Wired Interview with Linus Torvalds
Tones125 writes "Wired has a lengthy interview with Linus Torvalds contrasting the tedium of his humble life with his superhero cult status, and also briefly mentioning his take on the SCO mess, Richard Stallman and John "maddog" Hall. My favourite quote: "He jokingly refers to himself as Linux's hood ornament"."
This is more true than you know. According to the article, Stallman declined to be interviewed for the article unless the article used "GNU/Linux" instead of "Linux" throughout. Which would have effectively made the article about him and not Linus.
Stallman may be smart and may have accomplished great things, but his actions bespeak a petulant toddler more than a great man of vision.
Toronto-area transit rider? Rate your ride.

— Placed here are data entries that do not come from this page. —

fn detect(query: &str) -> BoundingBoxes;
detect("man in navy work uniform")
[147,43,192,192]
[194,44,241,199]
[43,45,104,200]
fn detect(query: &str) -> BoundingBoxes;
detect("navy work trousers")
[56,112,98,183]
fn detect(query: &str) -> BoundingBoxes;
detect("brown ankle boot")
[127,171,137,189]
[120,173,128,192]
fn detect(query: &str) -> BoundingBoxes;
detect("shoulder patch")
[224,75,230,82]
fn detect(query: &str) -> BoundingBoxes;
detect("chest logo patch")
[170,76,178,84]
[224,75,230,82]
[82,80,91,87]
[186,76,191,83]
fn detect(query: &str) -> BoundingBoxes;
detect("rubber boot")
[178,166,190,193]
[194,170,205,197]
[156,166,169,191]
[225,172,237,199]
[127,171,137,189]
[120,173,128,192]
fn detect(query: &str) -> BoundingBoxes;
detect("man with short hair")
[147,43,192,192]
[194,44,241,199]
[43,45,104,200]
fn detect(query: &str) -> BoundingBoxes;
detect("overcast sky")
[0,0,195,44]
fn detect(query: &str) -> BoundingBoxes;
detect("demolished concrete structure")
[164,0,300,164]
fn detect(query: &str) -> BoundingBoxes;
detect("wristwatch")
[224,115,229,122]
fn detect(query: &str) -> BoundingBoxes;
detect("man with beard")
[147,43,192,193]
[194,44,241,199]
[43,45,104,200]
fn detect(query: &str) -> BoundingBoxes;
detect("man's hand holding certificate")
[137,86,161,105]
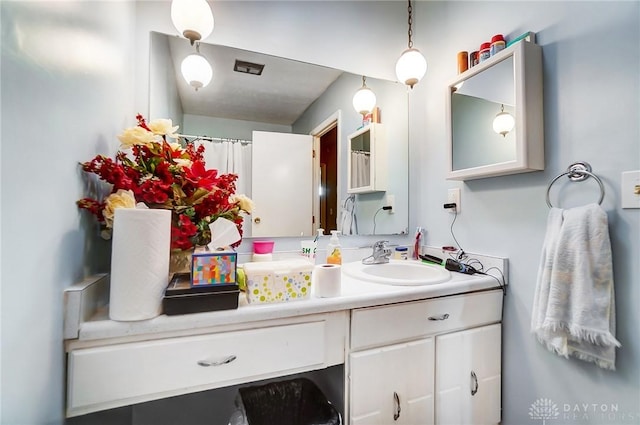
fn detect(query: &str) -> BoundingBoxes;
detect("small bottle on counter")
[393,246,409,260]
[469,50,480,68]
[458,51,469,74]
[478,43,491,62]
[327,230,342,264]
[489,34,507,56]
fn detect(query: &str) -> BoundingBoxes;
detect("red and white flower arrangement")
[77,115,253,250]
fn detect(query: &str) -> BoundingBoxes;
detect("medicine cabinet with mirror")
[149,32,409,237]
[447,41,544,180]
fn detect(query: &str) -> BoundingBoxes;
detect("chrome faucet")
[362,241,391,264]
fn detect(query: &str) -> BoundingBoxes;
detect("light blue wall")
[0,1,135,425]
[410,1,640,425]
[0,1,640,425]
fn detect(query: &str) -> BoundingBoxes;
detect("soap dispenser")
[327,230,342,264]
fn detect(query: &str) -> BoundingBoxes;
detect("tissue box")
[162,273,240,316]
[191,248,238,286]
[243,259,313,304]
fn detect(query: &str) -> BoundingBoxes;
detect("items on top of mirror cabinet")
[446,36,544,180]
[347,123,388,193]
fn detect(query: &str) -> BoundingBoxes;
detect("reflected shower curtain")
[196,139,251,197]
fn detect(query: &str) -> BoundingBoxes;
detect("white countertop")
[75,272,500,342]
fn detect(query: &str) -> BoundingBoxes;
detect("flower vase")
[169,249,193,275]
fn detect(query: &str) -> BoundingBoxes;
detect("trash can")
[229,378,342,425]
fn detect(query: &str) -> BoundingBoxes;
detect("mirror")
[149,32,409,237]
[447,41,544,180]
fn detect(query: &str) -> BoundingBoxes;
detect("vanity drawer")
[351,290,503,351]
[67,321,326,416]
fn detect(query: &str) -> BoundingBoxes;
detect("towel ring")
[547,161,604,208]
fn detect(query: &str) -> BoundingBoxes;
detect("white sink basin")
[342,260,451,286]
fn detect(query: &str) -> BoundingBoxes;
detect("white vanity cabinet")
[347,123,389,193]
[435,323,502,425]
[67,312,348,417]
[348,290,503,425]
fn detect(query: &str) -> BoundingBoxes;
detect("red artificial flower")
[185,161,218,190]
[77,114,250,250]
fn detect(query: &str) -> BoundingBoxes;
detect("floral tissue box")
[243,259,313,304]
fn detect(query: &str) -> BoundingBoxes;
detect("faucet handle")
[373,241,389,250]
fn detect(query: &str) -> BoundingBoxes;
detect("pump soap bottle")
[327,230,342,264]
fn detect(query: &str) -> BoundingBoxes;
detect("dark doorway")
[319,126,338,234]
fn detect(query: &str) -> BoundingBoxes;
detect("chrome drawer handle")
[393,391,400,421]
[198,355,236,367]
[471,371,478,395]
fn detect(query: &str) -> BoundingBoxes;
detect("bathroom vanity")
[65,253,506,424]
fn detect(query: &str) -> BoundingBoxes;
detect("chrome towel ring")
[547,161,604,208]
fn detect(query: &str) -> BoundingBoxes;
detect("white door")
[251,131,313,237]
[350,338,434,425]
[435,324,502,425]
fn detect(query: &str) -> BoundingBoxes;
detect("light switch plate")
[620,171,640,208]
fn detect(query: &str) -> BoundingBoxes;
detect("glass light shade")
[171,0,213,44]
[493,111,516,137]
[180,53,213,90]
[353,86,376,115]
[396,48,427,88]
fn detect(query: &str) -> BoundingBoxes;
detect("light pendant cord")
[451,208,465,260]
[407,0,413,49]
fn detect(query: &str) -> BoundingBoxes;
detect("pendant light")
[353,75,376,117]
[180,43,213,91]
[396,0,427,88]
[171,0,213,46]
[493,105,516,137]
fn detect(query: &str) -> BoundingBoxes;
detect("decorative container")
[243,258,313,304]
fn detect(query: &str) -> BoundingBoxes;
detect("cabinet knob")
[471,371,478,395]
[428,313,449,321]
[198,355,236,367]
[393,391,400,421]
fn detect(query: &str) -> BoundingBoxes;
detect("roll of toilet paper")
[312,264,341,298]
[109,208,171,321]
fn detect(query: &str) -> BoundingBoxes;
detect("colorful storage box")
[191,243,238,287]
[162,273,240,316]
[243,259,313,304]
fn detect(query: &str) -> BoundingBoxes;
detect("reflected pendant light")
[493,105,516,137]
[180,43,213,91]
[396,0,427,88]
[353,75,376,117]
[171,0,213,45]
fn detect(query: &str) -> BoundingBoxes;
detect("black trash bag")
[238,378,342,425]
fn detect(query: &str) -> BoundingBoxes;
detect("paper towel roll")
[312,264,342,298]
[109,208,171,321]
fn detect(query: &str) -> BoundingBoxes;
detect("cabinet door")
[350,338,434,425]
[435,324,502,425]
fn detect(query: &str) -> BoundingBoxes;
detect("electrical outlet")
[620,171,640,208]
[385,195,396,214]
[447,188,461,214]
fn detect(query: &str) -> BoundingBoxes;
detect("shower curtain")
[195,139,251,197]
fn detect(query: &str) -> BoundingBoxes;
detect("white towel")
[531,204,620,370]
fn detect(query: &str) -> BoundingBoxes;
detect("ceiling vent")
[233,59,264,75]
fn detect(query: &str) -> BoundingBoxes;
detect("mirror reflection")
[451,56,516,171]
[149,32,408,237]
[447,41,544,180]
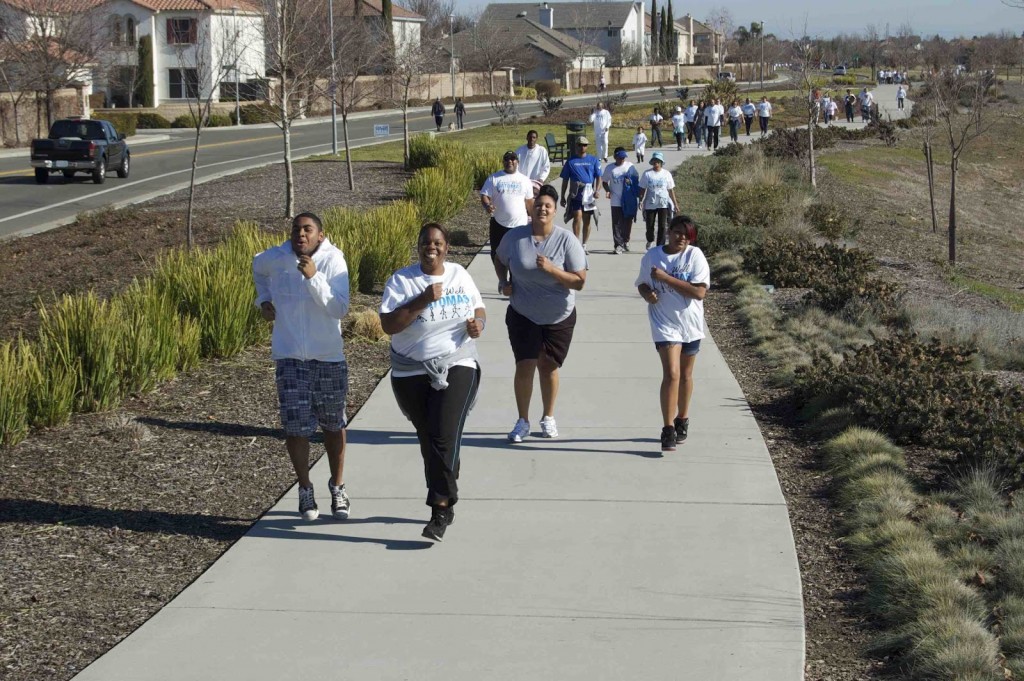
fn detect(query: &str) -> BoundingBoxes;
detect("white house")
[96,0,266,107]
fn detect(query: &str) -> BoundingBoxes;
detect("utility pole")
[449,14,455,101]
[327,0,339,156]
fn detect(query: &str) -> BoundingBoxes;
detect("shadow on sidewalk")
[254,511,434,551]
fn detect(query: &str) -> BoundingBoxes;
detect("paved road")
[0,90,679,239]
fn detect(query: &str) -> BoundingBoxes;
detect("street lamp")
[327,0,339,156]
[231,5,242,125]
[449,14,455,101]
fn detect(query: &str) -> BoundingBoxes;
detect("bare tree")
[261,0,330,217]
[172,11,241,248]
[926,70,992,264]
[0,0,109,127]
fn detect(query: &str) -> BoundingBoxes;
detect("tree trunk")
[925,141,939,235]
[949,156,959,265]
[185,124,203,249]
[341,108,355,191]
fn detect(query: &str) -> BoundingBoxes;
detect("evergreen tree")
[650,0,660,63]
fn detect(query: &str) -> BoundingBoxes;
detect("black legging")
[391,367,480,506]
[643,208,672,246]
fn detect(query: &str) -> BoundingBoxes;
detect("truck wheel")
[118,154,131,177]
[92,157,106,184]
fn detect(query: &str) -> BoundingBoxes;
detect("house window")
[167,69,199,99]
[167,18,196,45]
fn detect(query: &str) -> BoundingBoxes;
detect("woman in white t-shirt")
[380,222,487,542]
[636,215,711,452]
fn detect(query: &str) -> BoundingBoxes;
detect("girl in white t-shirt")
[380,223,487,542]
[636,215,711,452]
[633,125,647,163]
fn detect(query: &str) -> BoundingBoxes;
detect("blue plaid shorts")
[274,359,348,437]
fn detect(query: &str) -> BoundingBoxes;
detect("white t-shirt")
[601,161,633,208]
[515,144,551,182]
[480,170,534,229]
[380,262,484,378]
[640,168,676,210]
[635,246,711,343]
[633,132,647,154]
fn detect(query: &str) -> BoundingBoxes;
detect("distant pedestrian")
[639,152,679,249]
[590,101,611,163]
[253,213,351,520]
[742,97,758,137]
[455,97,466,130]
[647,107,665,146]
[636,215,711,452]
[515,130,551,184]
[633,125,647,163]
[380,223,487,542]
[601,146,640,255]
[758,97,771,137]
[495,184,587,442]
[480,152,534,293]
[430,97,444,132]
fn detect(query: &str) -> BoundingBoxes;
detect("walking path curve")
[68,82,909,681]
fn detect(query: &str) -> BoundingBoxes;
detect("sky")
[455,0,1024,38]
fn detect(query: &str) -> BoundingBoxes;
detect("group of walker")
[253,137,711,542]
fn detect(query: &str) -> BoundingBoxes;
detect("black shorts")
[505,305,575,367]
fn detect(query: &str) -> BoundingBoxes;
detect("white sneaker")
[509,419,529,442]
[299,484,319,520]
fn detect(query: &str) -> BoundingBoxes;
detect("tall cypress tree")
[650,0,660,63]
[665,0,677,61]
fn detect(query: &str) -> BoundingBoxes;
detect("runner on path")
[380,222,487,542]
[253,213,351,520]
[636,215,711,452]
[495,184,587,442]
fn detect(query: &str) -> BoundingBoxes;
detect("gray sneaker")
[327,480,352,520]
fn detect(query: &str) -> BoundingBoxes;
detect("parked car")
[31,118,131,184]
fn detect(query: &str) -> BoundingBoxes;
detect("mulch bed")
[0,153,881,681]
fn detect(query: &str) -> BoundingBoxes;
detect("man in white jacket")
[590,101,611,163]
[253,213,350,520]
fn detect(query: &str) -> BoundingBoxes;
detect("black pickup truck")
[32,118,131,184]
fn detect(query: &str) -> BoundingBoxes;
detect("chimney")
[541,3,555,29]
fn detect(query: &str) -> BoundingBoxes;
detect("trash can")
[565,121,587,159]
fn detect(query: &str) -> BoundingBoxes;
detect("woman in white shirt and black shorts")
[380,222,486,542]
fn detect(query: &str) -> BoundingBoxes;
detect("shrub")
[103,114,138,137]
[534,81,562,97]
[804,204,850,239]
[719,184,790,227]
[136,113,171,130]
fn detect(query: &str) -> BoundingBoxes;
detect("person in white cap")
[590,101,611,162]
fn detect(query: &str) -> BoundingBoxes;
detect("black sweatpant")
[391,367,480,506]
[643,208,672,246]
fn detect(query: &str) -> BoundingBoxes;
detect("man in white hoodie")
[253,213,350,520]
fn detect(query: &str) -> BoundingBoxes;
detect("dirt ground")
[0,152,905,681]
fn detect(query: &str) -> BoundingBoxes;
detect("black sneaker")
[673,417,690,444]
[423,506,455,542]
[662,426,676,452]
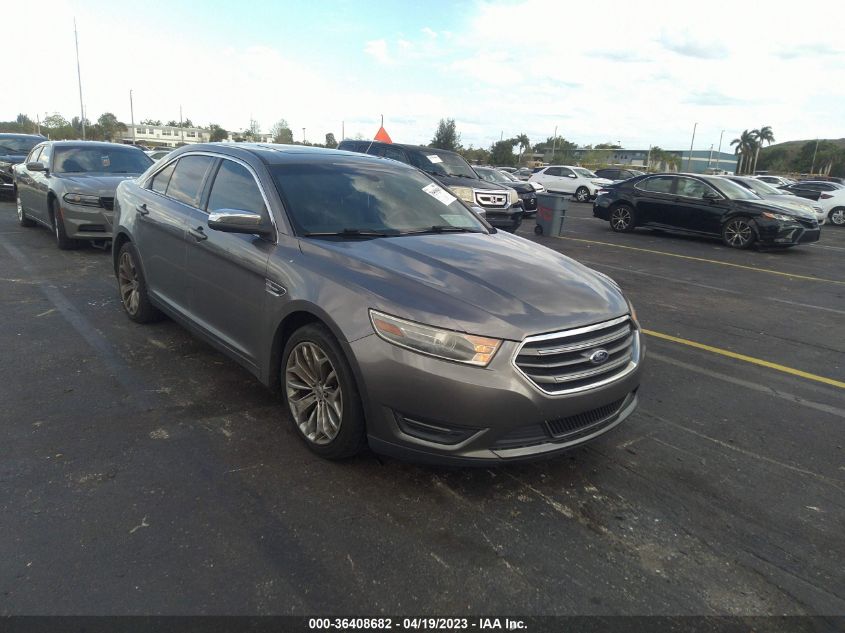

It's what I would expect. See he prolly has more important things to worry about. E.g. the next kernel, his job, feeding his family then defending the next tit-for-tat msft vs. linux flame war.
Personally I would be concerned if all he did was fan the flame wars...
Someday, I'll have a real sig.
The interviewer seems to hold a grudge against Stallman for refusing the interview and completely misstates the GNU/Linux discussion. He actually writes:
But this is bullocks. Linux is just a kernel. Completely unusuable without things like ls and bash for example. And all those components are GNU components. Even the compiler to produce that kernel is GNU. The list goes on. Using Linux for the entire package is just as wrong as using just GNU.
Calling something Linux without acknowledging all the years Stallman has spend writing the tools that make a Unix kernel possible is wrong and hypocritical. And if Stallman didn't defend that, who would?
If I had a sig, I would put it here.
"And although Torvalds released the kernel of his operating system well before GNU produced a reliable one of its own, Stallman insists Torvalds' work should properly be called GNU/Linux, because early contributors adapted GNU components for Linux"
I couldn't image a more incorrect way to describe the GNU/Linux vs. Linux debate. could someone due a little research when writing an article? All the author would ahve to do is read ONE webpage on www.fsf.org to see how biased and wrong this is.
I doubt Linus would agree with that statement. Unles the FSF has recently changed its stance I don't believe they have ever under any circumstances asked that a piece of software written by, or overseen by Linus be called "GNU/Linux".
I put this question to you: have you ever seen a musician who was any good on the street? I've seen a few. Very few, and mostly in Europe or high-traffic areas of New York. Instead of a cup, they had a music case open. Usually it's got quite a bit of currency at the bottom. People will stop what they are doing and applaud at the end of sets. They usually end up moving on to better things at coffee shops or Jazz clubs.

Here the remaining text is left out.